If the U.S. is serious about an Indo-Pacific strategy, it is going to have to assemble and cultivate a coalition of countries that are anything but liberal and democratic. Finland, Sweden and Norway may score a perfect 100 on Freedom House’s widely used global freedom index, with Denmark hard on their heels at 97. But if we want any kind of Southeast Asian strategy at all, we will have to work with countries like Vietnam, Thailand, Cambodia, Laos and Myanmar, all of which count as “not free” on the Freedom House scale. And without as many “partly free” countries like India, Indonesia, Malaysia, Singapore, Nepal, Fiji, Papua New Guinea and Sri Lanka as we can bring into our network, we have zero chance of holding the balance against China.

It goes further. In Central Asia, Kazakhstan, Kyrgyzstan, Tajikistan and Turkmenistan all rate as “not free.” Do we write off this part of the world? If we want to keep Middle East oil producers from aligning with our enemies, we need to work with some very undemocratic governments. And if we want to counter China in Africa, there are very imperfect governments in Angola, Nigeria, Ethiopia and Sudan that we can’t afford to ignore.

To alienate these countries through vacuous posturing about our sincerity as human-rights crusaders would be stupid. To spurn their aid because we dislike their human-rights and democracy policies would be suicidal.

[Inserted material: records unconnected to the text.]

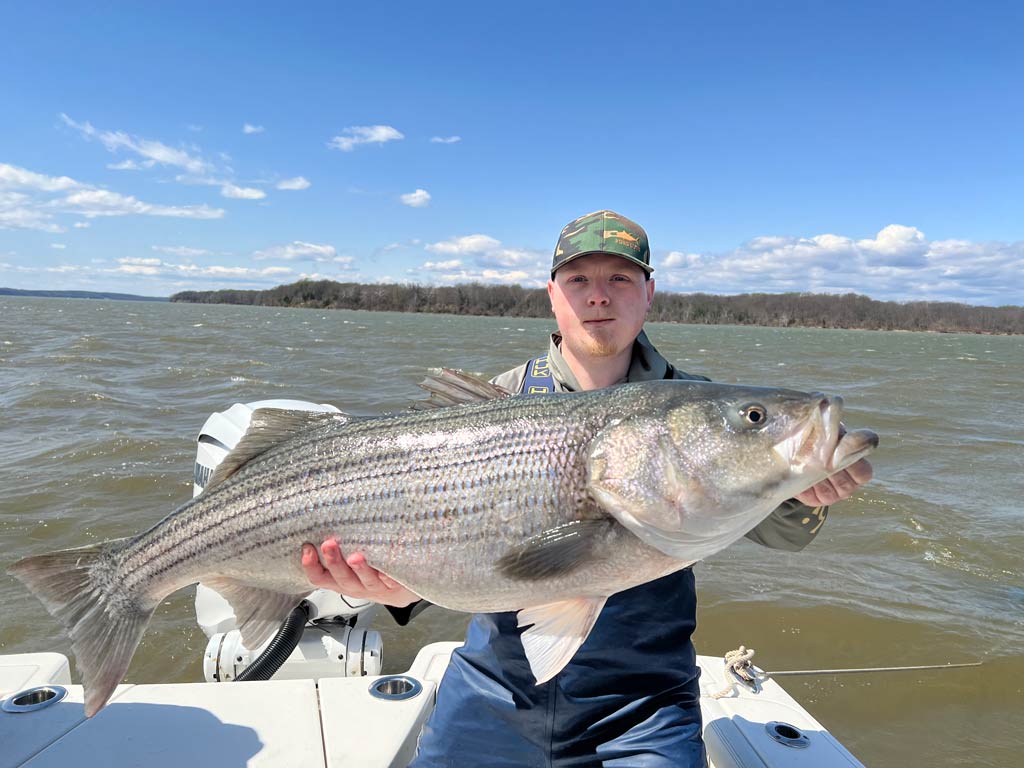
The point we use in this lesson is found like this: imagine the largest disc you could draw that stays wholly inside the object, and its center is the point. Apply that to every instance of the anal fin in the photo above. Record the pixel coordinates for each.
(557, 632)
(258, 612)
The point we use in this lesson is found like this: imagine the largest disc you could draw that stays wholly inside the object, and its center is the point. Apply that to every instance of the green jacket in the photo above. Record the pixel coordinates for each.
(792, 526)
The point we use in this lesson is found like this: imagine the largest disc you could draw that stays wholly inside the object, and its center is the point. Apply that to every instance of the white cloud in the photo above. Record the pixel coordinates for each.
(418, 199)
(13, 177)
(35, 210)
(298, 250)
(676, 259)
(92, 203)
(365, 134)
(242, 193)
(492, 262)
(153, 151)
(299, 182)
(466, 245)
(15, 214)
(131, 165)
(182, 251)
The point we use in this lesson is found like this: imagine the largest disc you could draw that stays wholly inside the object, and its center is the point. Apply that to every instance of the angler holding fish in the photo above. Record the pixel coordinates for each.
(716, 462)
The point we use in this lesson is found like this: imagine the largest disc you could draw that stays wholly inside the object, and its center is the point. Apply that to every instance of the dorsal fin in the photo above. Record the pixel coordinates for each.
(451, 387)
(268, 427)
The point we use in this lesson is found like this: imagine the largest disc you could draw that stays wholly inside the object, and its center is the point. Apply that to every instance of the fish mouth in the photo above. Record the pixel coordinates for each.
(823, 441)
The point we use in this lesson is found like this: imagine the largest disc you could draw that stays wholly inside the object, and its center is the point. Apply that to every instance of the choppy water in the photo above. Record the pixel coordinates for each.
(100, 402)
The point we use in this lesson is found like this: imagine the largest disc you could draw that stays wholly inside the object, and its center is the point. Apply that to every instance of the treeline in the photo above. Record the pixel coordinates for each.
(787, 309)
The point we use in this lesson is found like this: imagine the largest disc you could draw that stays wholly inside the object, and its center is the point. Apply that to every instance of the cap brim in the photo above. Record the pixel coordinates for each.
(646, 267)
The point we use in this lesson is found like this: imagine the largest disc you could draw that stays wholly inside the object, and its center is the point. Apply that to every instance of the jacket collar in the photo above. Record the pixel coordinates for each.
(646, 364)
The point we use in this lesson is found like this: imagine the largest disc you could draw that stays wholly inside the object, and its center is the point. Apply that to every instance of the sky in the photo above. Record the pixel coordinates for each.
(765, 146)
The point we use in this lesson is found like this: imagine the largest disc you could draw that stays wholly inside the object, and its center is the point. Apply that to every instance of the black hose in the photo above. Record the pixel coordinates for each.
(280, 648)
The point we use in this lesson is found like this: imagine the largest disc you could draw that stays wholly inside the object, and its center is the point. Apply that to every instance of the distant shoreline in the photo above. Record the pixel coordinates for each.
(851, 311)
(79, 295)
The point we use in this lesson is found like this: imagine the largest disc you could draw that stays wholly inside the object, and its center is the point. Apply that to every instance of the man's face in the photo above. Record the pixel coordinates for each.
(600, 302)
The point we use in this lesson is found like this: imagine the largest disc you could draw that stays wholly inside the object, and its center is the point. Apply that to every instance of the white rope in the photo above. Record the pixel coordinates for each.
(738, 662)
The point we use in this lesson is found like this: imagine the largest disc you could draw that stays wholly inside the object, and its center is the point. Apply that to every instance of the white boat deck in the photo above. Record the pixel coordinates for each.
(333, 722)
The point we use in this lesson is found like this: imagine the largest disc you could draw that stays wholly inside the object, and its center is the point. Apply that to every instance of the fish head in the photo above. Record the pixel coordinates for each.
(701, 464)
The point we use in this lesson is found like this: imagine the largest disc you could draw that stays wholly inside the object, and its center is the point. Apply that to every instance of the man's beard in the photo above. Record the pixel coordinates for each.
(596, 345)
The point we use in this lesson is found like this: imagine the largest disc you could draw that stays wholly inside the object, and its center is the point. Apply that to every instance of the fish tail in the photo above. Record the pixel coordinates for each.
(81, 589)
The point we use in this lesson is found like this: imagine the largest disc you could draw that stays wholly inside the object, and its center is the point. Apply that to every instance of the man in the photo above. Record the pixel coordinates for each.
(630, 695)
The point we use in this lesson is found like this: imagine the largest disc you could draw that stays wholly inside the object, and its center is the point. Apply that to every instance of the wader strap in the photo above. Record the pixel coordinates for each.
(538, 379)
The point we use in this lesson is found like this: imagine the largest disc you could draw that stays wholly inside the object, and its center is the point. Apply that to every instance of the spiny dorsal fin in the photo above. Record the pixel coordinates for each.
(451, 387)
(268, 427)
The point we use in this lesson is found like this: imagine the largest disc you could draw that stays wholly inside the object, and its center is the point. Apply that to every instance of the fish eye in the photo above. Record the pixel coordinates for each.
(754, 415)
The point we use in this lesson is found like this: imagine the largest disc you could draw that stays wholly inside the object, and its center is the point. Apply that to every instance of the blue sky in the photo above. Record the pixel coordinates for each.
(825, 146)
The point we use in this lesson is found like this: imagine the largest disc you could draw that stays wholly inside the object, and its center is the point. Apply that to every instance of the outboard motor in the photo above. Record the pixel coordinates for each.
(341, 647)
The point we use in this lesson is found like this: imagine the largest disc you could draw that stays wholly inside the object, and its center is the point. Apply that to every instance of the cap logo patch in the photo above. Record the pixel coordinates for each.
(625, 238)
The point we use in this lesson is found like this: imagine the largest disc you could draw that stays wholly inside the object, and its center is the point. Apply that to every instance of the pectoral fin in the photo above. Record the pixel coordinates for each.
(632, 473)
(557, 632)
(258, 612)
(555, 552)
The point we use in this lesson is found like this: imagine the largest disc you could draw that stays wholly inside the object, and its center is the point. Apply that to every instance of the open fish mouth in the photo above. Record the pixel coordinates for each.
(823, 442)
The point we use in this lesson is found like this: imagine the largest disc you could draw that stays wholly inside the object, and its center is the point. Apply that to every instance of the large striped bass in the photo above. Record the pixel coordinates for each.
(546, 505)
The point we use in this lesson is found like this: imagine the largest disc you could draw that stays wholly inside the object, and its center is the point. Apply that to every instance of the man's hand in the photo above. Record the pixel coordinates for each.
(354, 578)
(839, 486)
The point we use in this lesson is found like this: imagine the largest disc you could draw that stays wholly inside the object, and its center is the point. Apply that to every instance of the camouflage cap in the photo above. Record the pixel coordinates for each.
(602, 231)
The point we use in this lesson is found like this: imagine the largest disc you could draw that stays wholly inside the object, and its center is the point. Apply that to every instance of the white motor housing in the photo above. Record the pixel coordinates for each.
(345, 616)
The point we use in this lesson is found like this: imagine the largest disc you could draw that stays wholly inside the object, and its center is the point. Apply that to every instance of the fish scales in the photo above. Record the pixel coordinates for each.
(368, 461)
(546, 505)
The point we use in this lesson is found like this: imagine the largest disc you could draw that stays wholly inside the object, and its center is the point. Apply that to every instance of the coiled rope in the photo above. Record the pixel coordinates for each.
(738, 663)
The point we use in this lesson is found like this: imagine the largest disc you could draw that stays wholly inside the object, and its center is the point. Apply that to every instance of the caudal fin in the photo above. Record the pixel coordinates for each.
(79, 588)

At home, it is easier to show people that China under its current policies poses a direct threat to American security and prosperity than it is to energize people for a democracy crusade in East Asia. Worse, by conflating its international fight for liberal democracy with its internal struggle against the populist GOP, the Biden administration is undercutting the domestic foreign-policy consensus it seeks to build. When administration officials tell the public that the fight against Vladimir Putin is another front in the war against Donald Trump, they undermine the bipartisan support Ukraine desperately needs.

Beyond the Trump question, most Republicans don’t want to build a “democracy” at home that guarantees extreme versions of transgender ideology and abortion on demand through the ninth month of pregnancy. They certainly won’t want to help the Biden administration build such a democracy overseas. The more Mr. Biden beats this drum, the more isolationist Republican opinion is likely to become.

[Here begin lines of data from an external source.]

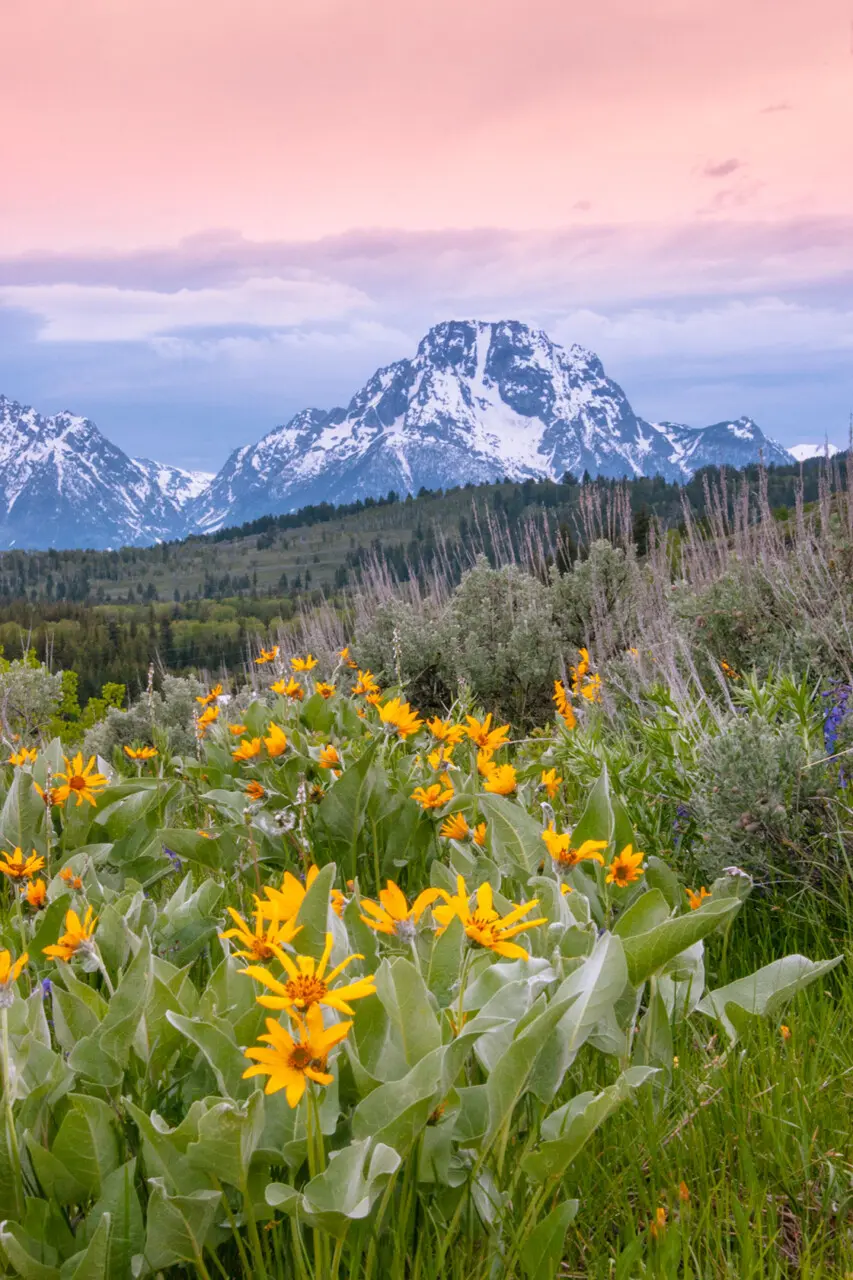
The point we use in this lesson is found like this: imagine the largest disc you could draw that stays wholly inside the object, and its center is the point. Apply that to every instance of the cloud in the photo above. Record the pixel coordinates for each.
(104, 312)
(723, 169)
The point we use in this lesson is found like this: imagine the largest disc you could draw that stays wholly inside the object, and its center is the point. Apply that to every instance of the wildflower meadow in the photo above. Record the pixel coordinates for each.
(347, 990)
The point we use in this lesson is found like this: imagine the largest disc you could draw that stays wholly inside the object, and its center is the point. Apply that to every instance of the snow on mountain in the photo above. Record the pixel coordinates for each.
(176, 484)
(64, 484)
(802, 452)
(478, 401)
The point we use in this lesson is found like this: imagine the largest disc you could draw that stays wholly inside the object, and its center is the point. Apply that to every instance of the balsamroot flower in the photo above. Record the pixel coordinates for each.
(77, 936)
(483, 735)
(455, 827)
(306, 663)
(260, 944)
(400, 716)
(9, 973)
(551, 782)
(78, 781)
(564, 855)
(276, 743)
(392, 914)
(562, 704)
(436, 795)
(486, 926)
(288, 689)
(19, 868)
(290, 1063)
(625, 868)
(329, 758)
(501, 781)
(308, 982)
(36, 894)
(267, 656)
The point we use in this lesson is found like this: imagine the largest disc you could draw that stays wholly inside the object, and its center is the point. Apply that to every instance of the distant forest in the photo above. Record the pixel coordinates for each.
(203, 603)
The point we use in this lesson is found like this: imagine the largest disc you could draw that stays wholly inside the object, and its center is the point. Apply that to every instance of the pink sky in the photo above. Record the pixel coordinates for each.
(138, 122)
(217, 211)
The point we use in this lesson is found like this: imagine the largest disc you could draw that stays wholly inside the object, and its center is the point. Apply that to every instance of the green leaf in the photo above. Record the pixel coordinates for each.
(511, 1074)
(92, 1262)
(648, 952)
(568, 1129)
(177, 1225)
(220, 1051)
(516, 837)
(228, 1137)
(597, 819)
(406, 1000)
(121, 1202)
(313, 915)
(89, 1142)
(542, 1249)
(763, 991)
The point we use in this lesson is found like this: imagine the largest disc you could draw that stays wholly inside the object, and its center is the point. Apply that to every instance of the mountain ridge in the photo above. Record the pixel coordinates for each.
(478, 401)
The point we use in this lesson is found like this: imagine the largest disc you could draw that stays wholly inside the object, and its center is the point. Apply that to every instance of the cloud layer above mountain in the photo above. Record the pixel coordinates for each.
(666, 183)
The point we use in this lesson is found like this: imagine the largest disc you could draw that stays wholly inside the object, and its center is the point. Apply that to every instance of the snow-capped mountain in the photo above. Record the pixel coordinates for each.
(803, 452)
(478, 401)
(64, 484)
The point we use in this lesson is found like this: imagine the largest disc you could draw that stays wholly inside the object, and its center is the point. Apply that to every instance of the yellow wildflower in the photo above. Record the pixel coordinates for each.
(78, 935)
(483, 735)
(80, 781)
(551, 782)
(17, 867)
(260, 944)
(290, 1063)
(392, 914)
(308, 982)
(433, 796)
(455, 827)
(276, 741)
(484, 926)
(400, 716)
(501, 781)
(625, 868)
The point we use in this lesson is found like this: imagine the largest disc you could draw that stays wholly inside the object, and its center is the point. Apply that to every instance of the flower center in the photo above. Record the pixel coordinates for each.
(306, 991)
(301, 1056)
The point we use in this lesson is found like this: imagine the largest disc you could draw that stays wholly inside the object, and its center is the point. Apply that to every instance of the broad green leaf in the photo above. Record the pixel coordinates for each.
(178, 1225)
(511, 1074)
(542, 1248)
(220, 1051)
(763, 991)
(94, 1261)
(89, 1142)
(648, 952)
(228, 1137)
(566, 1130)
(313, 915)
(406, 1000)
(597, 819)
(127, 1229)
(516, 837)
(643, 914)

To win support at home and abroad, American foreign policy needs to become less ideological. Common perceptions of common threats will do more to build the kind of international and domestic coalition that American foreign policy needs than democracy-vamping speeches from the bully pulpit.

Many countries share America’s concerns about Chinese, Russian and Iranian expansionism. China’s abuse of the World Trade Organization harms the whole world. The American-led global system that Russia and China want to break brought many countries unprecedented prosperity and security. These arguments carry more weight than abstract democracy talking points, even in Europe. Concerns about the Uyghurs did less to change German thinking about China than worries about China’s economic designs on the German automobile and capital-goods industries.

Mr. Biden should remember that his global coalition is held together more by common interests and common sense than by common values. And he should never underestimate the domestic and the international cost of overhyped, underthought democracy rhetoric.